14歳の中学生へのトーチキスでのポーズは漫画「おそ松くん」に登場するイヤミの「シェー」だった。「昭和を意識したくて、誰もやっていないポーズにした。聖火を引き継いでもらった中学生は意味が分からなかったようですが」と入江さんは笑った。1964年の東京五輪後に創業してから55年が経過した。聖火リレーのポーズに昭和の記憶を残したかった。

初代社長の父則公さんは国鉄時代に「時速200キロ」の新幹線を完成させるプロジェクトに参画し、達成した。模型でのテスト走行では200キロのスピードに車両が耐えきれずに脱線し、途中で宙に舞って、何度も失敗を繰り返した。「よく10年ぐらいで新幹線に人を乗せて走れるようにしたと思います。よくぞ東京五輪と同じタイミングで新幹線を開通させられたと感心しています」と話した。

その後則公さんは、伸縮自在の金属部品の開発と製造するため「入江工研」をたち上げた。現在は真空の状態をつくる技術を駆使して人工衛星の部品などを製作している。
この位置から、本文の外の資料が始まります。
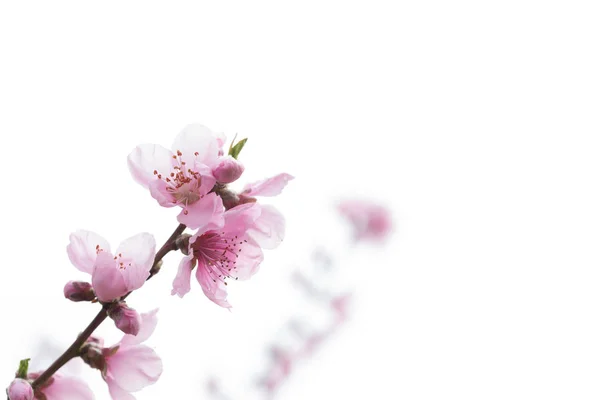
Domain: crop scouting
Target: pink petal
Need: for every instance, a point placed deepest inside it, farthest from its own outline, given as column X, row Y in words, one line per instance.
column 116, row 392
column 107, row 280
column 199, row 139
column 82, row 249
column 135, row 367
column 215, row 290
column 147, row 327
column 241, row 217
column 147, row 158
column 268, row 187
column 249, row 259
column 67, row 388
column 204, row 212
column 137, row 255
column 269, row 228
column 181, row 283
column 158, row 190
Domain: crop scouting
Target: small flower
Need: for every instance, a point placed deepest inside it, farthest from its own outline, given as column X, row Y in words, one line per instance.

64年東京五輪の聖火リレーをテレビなどでみて「かっこいいと感じた。ウルトラマンのシュワッチみたいな感覚です。漠然と大人になったら聖火ランナーになりたいと思っていた」と強いあこがれてを持っていた。厚紙で手製のトーチをつくったのがものづくりの最初だった。「4年後にウチの部品を搭載した人工衛星が水星までいく。聖火も宇宙も夢は持ち続ければかなうんです」と入江さんは笑顔でうなずいた。【寺沢卓】

◆22日の聖火リレー 四国4県を巡ったリレーは愛媛県の八幡浜市で締めくくった。伊予市のアンカーは道後温泉「宝荘ホテル」社長の宮崎光彦さん(64)で「1年聖火リレーが延期なって、このコロナ禍で初孫を授かりました。将来、孫にこの聖火のことを話します。聖火は希望の光です」と話した。聖火は23日に九州に入り、温泉の街・大分県別府市からスタートする。昭和30年代の町並みを再現した「昭和の町」と呼ばれる地区のある豊後高田市などをトーチが駆け抜け日田市まで走りきる。